Mansoori verteidigt Bundesrats-Entscheidung
Hessens Wirtschaftsminister Kaweh Mansoori (SPD) hat das Nein des Bundesrates zur geplanten steuerfreien 1.000-Euro-Prämie verteidigt. Die Prämie sei kein Allheilmittel und werde aus der Wirtschaft vielfach kritisiert, sagte er dem „Tagesspiegel“ (Samstagsausgabe). Es müsse weiterverhandelt werden.

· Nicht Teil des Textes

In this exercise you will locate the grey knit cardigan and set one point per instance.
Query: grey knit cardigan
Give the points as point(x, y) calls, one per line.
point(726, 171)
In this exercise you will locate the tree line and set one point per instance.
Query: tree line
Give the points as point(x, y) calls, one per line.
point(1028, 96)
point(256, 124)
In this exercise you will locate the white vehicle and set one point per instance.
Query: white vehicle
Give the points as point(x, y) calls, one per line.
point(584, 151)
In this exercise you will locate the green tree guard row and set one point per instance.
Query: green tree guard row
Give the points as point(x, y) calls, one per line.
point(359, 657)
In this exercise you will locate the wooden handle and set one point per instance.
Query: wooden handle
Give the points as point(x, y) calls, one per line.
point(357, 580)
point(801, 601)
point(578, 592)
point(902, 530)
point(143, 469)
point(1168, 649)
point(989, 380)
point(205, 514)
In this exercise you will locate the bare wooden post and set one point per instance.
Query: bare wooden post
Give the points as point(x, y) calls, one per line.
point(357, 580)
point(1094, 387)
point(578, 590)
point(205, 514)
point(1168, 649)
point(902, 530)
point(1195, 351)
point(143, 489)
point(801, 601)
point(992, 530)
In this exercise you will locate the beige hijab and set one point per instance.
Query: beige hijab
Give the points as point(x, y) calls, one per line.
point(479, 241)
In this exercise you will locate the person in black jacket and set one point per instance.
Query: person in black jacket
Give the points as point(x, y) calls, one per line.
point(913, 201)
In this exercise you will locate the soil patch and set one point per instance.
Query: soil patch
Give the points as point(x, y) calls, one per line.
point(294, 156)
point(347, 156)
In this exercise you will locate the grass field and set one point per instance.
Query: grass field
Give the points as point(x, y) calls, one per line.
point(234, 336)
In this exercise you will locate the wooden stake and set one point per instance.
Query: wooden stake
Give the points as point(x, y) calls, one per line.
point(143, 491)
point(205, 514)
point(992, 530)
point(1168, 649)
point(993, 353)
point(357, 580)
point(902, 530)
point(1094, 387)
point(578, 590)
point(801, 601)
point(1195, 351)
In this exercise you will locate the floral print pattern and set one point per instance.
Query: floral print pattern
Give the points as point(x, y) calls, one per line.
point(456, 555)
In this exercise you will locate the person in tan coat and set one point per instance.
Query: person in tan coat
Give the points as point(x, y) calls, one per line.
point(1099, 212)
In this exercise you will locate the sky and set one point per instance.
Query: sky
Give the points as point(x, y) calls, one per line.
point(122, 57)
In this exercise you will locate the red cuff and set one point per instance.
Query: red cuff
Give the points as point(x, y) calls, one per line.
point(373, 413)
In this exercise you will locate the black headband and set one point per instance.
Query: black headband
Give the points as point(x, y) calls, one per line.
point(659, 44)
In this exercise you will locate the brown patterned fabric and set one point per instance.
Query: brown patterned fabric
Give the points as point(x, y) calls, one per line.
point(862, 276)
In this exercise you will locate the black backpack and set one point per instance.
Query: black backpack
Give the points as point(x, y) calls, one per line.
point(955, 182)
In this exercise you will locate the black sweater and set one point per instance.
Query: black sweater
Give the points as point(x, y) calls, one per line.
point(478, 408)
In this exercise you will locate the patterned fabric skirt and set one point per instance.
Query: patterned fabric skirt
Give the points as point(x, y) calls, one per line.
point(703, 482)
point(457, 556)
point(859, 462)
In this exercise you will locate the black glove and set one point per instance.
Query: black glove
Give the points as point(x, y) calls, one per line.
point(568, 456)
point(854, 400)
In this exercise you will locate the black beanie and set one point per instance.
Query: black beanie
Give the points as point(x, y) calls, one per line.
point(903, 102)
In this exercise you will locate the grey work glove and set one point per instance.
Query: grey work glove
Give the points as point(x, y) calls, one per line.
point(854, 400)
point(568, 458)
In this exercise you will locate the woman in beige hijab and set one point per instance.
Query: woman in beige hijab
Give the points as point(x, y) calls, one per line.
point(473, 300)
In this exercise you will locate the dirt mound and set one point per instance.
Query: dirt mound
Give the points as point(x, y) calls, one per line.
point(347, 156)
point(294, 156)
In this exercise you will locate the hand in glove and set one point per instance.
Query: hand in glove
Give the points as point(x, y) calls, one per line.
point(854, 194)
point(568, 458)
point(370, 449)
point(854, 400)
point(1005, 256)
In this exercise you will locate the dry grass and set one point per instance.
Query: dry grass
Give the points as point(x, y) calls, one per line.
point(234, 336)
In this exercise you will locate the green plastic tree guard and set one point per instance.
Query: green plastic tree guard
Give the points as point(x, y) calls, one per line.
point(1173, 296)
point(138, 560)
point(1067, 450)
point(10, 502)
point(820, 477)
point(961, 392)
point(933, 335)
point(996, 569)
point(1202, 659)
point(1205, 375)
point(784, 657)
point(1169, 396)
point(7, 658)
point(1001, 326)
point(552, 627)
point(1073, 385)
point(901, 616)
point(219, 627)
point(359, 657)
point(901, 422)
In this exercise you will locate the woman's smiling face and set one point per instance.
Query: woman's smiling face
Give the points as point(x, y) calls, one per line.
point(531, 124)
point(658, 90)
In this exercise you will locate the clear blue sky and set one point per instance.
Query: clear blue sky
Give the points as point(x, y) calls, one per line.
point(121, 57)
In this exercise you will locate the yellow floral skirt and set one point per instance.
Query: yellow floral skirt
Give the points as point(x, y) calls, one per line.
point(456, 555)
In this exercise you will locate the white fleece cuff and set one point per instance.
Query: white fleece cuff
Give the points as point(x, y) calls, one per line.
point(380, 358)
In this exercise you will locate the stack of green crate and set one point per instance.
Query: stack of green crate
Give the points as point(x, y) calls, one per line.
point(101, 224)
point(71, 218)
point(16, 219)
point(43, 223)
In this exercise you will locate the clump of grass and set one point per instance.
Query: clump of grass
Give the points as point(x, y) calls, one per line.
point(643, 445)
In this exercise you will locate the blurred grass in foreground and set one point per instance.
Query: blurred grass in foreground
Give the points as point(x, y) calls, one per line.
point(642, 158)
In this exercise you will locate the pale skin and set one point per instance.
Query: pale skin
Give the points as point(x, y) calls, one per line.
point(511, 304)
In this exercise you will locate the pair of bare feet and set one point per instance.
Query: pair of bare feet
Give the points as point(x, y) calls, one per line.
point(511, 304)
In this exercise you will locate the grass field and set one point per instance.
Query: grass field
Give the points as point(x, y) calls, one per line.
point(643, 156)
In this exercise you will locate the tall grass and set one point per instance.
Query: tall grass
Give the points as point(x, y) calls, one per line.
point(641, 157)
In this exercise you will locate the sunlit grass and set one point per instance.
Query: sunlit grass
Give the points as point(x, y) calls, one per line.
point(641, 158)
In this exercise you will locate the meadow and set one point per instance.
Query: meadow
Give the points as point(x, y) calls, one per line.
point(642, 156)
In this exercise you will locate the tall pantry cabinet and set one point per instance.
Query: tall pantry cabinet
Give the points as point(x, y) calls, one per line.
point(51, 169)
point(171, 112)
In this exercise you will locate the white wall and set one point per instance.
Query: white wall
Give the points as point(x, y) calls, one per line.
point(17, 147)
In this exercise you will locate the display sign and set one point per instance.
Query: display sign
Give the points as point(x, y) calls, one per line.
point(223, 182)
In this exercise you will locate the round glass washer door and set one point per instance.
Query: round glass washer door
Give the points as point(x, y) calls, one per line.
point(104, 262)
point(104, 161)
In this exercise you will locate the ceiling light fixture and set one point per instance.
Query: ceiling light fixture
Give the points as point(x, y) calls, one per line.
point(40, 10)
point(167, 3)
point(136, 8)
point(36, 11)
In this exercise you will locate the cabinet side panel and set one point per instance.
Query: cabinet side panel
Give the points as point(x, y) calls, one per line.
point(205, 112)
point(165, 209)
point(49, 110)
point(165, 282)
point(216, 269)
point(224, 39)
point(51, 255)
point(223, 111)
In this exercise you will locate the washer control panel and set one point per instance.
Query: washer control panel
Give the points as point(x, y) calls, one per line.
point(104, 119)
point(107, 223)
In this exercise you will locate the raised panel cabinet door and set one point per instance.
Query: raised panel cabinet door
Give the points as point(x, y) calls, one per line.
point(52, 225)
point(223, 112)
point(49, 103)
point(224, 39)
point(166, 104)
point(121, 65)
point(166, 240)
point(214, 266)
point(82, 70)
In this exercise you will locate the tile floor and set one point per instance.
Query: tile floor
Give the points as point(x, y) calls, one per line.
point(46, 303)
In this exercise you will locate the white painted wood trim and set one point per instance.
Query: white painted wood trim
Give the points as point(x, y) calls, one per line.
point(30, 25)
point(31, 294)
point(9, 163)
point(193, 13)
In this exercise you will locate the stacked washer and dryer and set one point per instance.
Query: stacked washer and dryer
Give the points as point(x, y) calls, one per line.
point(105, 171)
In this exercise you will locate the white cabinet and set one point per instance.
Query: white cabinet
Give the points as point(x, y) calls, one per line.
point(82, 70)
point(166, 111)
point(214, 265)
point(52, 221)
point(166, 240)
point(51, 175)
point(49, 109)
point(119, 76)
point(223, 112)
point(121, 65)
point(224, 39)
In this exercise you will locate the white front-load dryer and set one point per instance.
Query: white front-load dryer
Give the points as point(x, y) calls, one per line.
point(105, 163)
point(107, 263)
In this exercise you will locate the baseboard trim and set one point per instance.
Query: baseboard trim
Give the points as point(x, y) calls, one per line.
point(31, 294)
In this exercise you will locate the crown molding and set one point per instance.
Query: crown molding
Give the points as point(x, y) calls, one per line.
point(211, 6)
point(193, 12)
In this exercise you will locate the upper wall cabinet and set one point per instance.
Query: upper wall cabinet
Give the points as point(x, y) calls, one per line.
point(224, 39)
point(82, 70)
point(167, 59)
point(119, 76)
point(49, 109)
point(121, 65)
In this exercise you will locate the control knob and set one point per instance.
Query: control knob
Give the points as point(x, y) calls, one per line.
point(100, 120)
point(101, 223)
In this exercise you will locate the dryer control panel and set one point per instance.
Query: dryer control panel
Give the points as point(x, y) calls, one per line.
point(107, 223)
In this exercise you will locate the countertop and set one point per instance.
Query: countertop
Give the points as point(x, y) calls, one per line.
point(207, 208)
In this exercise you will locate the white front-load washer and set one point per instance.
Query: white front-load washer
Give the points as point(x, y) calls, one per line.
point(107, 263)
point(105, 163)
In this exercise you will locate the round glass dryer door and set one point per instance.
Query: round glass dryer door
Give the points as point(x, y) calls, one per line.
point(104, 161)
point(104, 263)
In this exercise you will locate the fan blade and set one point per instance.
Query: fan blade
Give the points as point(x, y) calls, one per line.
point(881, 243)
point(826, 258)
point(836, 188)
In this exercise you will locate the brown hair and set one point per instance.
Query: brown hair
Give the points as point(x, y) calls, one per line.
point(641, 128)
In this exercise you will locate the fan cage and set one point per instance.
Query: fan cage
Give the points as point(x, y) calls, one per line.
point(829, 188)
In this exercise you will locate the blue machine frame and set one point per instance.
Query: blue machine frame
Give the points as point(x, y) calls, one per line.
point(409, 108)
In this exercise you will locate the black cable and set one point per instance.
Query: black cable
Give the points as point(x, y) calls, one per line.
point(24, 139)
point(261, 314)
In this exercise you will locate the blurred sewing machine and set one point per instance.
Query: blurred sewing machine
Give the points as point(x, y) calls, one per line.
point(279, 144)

Kein Automatismus trotz Schwarz-Rot
Es gebe keinen Partei-Automatismus, so Mansoori dem „Tagesspiegel“. Nur weil auch in Hessen Schwarz-Rot regiere, müsse man nicht jeder Idee aus dem Bund zustimmen. Dissens in der Sache sei in der föderalen Demokratie üblich, dafür gebe es Institutionen – in diesem Fall den Vermittlungsausschuss.
Forderung nach anderer Entlastung
Es müsse nun um die Sachfrage von Entlastungen gehen. „Wir müssen diejenigen zur Kasse bitten, die das Problem angerichtet haben, sprich die Mineralölkonzerne, die den Hals nicht voll genug bekommen“, sagte er dem „Tagesspiegel“.